Postprandial regulation of growth- and metabolism-related factors in zebrafish
- Authors
- Seiliez, I., Médale, F., Aguirre, P., Larquier, M., Lanneretonne, L., Alami-Durante, H., Panserat, S., and Skiba-Cassy, S.
- ID
- ZDB-PUB-130610-18
- Date
- 2013
- Source
- Zebrafish 10(2): 237-248 (Journal)
- Registered Authors
- Seiliez, Iban
- Keywords
- none
- MeSH Terms
-
- Animal Feed/analysis*
- Animals
- Diet/veterinary
- Dietary Carbohydrates/administration & dosage
- Dietary Carbohydrates/metabolism
- Dietary Proteins/administration & dosage
- Dietary Proteins/metabolism
- Dose-Response Relationship, Drug
- Gene Expression Regulation*
- Liver/metabolism
- Muscle, Skeletal/metabolism
- Postprandial Period*
- Time Factors
- Zebrafish/genetics
- Zebrafish/physiology*
- Zebrafish Proteins/genetics*
- Zebrafish Proteins/metabolism
- PubMed
- 23659367 Full text @ Zebrafish
Zebrafish (Danio rerio) have been proposed as a possible model organism for nutritional physiology.

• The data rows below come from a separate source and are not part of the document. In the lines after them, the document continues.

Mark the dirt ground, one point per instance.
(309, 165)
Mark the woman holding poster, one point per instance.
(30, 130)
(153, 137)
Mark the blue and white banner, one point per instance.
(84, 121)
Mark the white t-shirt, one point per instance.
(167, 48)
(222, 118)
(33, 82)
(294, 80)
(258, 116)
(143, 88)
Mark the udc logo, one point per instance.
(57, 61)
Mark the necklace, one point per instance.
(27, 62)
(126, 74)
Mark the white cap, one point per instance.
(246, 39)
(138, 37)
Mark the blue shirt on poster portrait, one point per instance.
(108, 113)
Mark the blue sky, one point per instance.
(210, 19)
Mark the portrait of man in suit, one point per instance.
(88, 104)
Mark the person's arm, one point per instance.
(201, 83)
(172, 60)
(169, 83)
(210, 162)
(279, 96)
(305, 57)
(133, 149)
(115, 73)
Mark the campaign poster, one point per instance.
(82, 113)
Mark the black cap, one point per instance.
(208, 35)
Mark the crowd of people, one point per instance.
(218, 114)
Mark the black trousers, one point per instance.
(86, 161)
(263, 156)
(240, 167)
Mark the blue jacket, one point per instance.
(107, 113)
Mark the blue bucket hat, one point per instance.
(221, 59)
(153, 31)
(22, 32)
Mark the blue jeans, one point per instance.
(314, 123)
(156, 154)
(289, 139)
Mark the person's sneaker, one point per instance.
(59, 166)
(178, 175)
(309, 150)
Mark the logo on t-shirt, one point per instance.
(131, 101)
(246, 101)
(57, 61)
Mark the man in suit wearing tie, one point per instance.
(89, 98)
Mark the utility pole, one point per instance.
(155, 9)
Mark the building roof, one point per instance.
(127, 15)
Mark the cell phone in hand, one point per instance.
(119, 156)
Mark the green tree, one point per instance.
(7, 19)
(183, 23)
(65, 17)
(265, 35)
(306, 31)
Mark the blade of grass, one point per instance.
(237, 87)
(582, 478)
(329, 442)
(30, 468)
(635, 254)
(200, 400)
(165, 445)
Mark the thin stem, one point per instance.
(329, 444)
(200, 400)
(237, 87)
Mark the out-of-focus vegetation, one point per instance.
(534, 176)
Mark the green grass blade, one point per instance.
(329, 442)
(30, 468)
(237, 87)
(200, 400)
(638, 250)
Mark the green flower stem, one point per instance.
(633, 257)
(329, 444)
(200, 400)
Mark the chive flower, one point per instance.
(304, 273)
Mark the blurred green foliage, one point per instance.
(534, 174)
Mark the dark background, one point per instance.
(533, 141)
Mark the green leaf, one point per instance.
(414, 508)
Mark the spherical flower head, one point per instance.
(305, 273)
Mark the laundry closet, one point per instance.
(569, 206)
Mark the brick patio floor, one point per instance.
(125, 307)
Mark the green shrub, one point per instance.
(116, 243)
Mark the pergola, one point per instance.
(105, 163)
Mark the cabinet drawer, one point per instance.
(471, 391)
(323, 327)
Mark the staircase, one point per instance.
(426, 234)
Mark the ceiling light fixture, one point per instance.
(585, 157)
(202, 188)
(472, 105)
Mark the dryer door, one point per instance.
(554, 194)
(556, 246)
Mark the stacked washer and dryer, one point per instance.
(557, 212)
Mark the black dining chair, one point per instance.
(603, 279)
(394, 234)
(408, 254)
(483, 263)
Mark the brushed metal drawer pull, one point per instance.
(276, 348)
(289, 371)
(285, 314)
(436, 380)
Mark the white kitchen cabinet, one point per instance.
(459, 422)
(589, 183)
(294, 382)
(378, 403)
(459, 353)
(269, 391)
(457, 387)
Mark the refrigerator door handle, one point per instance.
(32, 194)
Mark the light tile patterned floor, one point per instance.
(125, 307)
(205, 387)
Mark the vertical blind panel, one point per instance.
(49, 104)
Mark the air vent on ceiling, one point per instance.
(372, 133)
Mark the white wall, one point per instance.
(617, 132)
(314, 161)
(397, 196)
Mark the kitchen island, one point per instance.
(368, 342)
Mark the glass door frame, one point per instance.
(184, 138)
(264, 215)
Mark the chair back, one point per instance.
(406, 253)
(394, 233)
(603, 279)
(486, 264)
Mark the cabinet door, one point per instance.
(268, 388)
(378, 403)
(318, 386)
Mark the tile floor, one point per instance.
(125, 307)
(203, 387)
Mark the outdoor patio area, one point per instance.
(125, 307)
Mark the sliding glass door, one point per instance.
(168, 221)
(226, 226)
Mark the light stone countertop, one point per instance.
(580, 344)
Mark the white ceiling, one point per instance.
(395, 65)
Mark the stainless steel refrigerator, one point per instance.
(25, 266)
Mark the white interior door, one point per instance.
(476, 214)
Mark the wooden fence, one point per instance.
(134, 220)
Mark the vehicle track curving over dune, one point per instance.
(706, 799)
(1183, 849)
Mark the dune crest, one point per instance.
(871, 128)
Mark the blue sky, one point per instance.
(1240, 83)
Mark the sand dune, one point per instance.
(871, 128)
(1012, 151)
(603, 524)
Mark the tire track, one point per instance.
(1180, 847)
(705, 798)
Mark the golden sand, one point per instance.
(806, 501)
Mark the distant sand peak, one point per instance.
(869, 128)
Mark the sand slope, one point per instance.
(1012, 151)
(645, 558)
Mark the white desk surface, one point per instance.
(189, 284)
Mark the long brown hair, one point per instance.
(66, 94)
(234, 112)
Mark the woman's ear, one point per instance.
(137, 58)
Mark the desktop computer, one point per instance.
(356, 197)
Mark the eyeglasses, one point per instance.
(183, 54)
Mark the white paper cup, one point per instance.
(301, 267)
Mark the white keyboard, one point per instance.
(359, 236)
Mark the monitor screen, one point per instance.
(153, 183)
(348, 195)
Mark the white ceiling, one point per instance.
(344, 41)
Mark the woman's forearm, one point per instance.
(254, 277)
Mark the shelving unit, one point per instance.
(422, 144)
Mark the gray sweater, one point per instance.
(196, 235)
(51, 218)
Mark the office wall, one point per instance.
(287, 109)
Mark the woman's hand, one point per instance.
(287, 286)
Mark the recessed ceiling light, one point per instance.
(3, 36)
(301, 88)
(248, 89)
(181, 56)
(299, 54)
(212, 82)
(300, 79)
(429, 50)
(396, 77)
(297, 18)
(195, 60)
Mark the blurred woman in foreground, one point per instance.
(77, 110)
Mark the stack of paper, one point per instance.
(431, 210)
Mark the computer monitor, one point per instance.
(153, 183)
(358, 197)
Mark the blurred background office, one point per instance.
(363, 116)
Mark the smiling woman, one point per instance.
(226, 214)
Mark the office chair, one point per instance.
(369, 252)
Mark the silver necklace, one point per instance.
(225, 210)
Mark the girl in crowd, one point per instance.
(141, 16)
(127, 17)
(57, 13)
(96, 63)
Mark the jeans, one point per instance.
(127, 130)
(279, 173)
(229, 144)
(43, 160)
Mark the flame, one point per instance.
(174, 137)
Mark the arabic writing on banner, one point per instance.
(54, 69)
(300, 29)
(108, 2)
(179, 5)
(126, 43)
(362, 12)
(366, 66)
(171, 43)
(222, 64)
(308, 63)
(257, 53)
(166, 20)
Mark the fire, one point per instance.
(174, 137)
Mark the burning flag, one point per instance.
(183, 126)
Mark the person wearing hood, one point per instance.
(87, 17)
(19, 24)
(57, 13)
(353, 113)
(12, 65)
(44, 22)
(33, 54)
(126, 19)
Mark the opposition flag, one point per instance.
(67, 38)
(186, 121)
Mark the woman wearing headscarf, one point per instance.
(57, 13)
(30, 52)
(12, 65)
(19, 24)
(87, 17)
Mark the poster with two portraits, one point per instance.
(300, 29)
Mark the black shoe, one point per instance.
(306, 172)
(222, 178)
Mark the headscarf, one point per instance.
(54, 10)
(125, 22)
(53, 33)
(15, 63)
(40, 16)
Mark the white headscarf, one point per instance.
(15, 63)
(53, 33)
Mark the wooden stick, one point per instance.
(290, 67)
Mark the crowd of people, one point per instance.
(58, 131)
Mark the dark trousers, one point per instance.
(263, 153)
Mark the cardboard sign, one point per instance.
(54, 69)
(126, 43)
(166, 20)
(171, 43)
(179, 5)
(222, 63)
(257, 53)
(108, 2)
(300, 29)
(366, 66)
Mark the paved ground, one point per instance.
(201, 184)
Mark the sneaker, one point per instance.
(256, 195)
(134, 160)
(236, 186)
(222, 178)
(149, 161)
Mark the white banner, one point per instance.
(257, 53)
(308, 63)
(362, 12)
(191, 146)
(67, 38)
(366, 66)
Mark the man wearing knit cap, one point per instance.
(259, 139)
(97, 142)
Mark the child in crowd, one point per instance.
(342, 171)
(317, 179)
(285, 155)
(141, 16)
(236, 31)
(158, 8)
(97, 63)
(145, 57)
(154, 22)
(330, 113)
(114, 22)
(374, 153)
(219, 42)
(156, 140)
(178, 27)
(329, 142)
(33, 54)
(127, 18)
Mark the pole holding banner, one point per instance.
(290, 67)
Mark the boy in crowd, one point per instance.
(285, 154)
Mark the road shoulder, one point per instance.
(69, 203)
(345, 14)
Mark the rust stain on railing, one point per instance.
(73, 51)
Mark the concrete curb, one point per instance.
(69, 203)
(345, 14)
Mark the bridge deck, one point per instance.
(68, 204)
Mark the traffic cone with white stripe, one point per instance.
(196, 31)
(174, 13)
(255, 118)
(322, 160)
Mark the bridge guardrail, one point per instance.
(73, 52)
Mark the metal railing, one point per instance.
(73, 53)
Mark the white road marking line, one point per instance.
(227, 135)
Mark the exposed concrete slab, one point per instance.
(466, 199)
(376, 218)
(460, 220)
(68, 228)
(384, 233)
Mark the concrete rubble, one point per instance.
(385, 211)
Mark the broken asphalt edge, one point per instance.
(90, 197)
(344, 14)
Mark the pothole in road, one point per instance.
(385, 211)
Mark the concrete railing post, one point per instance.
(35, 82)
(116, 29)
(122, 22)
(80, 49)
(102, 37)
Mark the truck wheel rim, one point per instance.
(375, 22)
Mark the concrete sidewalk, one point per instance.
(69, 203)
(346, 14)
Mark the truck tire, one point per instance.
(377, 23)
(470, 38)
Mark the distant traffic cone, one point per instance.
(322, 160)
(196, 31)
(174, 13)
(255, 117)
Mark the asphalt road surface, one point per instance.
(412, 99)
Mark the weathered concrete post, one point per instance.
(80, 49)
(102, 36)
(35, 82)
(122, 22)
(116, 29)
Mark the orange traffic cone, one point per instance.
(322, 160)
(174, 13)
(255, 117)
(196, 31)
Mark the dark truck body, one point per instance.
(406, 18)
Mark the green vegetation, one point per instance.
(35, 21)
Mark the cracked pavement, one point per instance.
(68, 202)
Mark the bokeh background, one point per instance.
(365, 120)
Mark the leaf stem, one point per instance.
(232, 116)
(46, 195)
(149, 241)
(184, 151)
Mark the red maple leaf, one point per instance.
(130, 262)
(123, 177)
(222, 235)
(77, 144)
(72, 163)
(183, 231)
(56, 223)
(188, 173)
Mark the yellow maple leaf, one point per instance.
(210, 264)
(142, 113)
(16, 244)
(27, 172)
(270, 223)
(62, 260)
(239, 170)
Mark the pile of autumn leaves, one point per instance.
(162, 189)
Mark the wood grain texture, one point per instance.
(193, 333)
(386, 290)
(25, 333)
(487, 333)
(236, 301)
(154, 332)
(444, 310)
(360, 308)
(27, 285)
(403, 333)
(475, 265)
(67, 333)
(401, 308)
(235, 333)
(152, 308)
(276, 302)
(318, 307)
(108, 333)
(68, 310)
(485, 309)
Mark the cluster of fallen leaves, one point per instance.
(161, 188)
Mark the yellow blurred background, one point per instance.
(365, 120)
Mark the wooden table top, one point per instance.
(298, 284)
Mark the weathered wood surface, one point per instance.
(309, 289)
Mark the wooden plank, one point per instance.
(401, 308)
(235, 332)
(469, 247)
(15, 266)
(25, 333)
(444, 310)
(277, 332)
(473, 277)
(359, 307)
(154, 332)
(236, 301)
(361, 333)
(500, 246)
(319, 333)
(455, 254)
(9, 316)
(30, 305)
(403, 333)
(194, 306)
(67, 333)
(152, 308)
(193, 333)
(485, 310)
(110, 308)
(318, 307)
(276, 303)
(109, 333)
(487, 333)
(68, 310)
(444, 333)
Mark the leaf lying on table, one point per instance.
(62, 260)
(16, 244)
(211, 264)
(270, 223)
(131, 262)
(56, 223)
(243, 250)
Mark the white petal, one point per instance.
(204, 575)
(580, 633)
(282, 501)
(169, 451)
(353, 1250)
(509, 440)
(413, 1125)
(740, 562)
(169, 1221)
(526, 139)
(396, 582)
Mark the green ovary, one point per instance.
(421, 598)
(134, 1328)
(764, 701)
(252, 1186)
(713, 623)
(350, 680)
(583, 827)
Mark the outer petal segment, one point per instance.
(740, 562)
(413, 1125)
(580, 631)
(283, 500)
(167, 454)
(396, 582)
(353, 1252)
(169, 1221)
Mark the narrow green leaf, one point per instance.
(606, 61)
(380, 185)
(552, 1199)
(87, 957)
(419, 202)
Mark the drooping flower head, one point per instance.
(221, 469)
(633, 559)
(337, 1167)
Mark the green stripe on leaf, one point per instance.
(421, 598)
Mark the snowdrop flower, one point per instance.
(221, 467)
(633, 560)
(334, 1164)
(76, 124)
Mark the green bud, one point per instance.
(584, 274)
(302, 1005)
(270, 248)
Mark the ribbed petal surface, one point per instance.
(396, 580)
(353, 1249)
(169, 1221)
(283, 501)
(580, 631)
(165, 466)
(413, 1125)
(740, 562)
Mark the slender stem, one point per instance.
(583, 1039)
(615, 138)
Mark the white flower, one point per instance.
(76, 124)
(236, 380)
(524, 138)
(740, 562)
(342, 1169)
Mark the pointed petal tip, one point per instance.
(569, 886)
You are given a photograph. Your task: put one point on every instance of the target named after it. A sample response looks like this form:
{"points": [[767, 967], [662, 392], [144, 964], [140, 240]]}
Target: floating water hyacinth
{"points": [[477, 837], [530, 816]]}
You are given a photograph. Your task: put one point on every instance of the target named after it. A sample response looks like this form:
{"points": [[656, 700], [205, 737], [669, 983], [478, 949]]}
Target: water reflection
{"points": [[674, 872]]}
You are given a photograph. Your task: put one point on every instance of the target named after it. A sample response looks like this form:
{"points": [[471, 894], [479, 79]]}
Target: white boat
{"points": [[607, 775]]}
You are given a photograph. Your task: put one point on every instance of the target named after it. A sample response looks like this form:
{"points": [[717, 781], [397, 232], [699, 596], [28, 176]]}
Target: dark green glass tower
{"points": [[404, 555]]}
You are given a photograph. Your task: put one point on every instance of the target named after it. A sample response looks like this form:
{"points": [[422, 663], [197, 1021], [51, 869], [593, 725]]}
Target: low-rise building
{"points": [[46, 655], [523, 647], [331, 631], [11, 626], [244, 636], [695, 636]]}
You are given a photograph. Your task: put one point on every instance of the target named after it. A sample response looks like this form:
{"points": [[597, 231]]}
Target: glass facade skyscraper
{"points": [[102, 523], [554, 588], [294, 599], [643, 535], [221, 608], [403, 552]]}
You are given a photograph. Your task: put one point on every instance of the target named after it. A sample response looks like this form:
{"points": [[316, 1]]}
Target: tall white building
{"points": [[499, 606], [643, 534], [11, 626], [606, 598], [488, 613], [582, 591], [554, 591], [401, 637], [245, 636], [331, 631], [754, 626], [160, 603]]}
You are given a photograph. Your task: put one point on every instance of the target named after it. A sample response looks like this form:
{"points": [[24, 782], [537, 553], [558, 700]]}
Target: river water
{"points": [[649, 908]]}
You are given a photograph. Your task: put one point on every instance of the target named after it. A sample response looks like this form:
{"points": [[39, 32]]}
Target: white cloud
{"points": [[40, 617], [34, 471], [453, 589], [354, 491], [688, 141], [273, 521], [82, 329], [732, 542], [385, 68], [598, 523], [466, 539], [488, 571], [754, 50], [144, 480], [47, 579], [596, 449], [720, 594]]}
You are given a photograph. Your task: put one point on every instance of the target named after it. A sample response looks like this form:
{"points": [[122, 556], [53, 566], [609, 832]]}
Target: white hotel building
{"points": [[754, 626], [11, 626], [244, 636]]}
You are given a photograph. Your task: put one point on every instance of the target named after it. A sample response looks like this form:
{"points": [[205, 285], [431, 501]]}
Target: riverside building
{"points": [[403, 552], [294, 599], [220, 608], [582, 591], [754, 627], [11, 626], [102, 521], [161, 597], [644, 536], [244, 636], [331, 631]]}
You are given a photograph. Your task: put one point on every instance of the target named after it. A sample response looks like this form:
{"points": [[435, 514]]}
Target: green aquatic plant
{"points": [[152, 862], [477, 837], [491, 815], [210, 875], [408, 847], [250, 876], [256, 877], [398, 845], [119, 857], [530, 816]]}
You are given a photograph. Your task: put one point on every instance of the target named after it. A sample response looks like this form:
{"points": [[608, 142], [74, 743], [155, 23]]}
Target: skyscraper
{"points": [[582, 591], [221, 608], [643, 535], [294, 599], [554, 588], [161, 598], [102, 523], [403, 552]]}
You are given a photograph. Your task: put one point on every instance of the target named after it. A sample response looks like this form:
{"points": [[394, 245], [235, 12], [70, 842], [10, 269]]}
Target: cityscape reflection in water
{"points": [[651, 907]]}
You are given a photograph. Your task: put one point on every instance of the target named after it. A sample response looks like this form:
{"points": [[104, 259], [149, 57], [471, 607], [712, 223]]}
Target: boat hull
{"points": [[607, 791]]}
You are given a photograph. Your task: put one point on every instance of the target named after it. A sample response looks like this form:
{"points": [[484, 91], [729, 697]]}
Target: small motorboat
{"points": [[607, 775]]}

However, this potential has not yet been realized and studies on the field remain scarce. In this work, we investigated in this species the effect of a single meal as well as that of an increase in the ratio of dietary carbohydrates/proteins on the postprandial expression of several hepatic and muscle metabolism-related genes and proteins. Fish were fed once either a commercial diet (experiment 1) or one of two experimental diets (experiment 2) containing different protein and carbohydrate levels after 72 h of starvation. Refeeding induced the postprandial expression of genes of glycolysis (GK, HK1) and lipogenesis (FAS, G6PDH, ACCa) and inhibited those of gluconeogenesis (cPEPCK) and beta-oxidation (CPT1b) in the viscera. In the muscle, refeeding increased transcript levels of myogenesis (Myf5, Myogenin), inhibited those of Ub-proteasomal proteolytic system (Atrogin1, Murf1a, Murf1b), and induced the activation of key signaling factors of protein synthesis (Akt, 4EBP1, S6K1, S6). However, diet composition had a low impact on the studied factors. Together, these results highlight some specificity of the zebrafish metabolism and demonstrate the interest and the limits of this species as a model organism for nutritional physiology studies.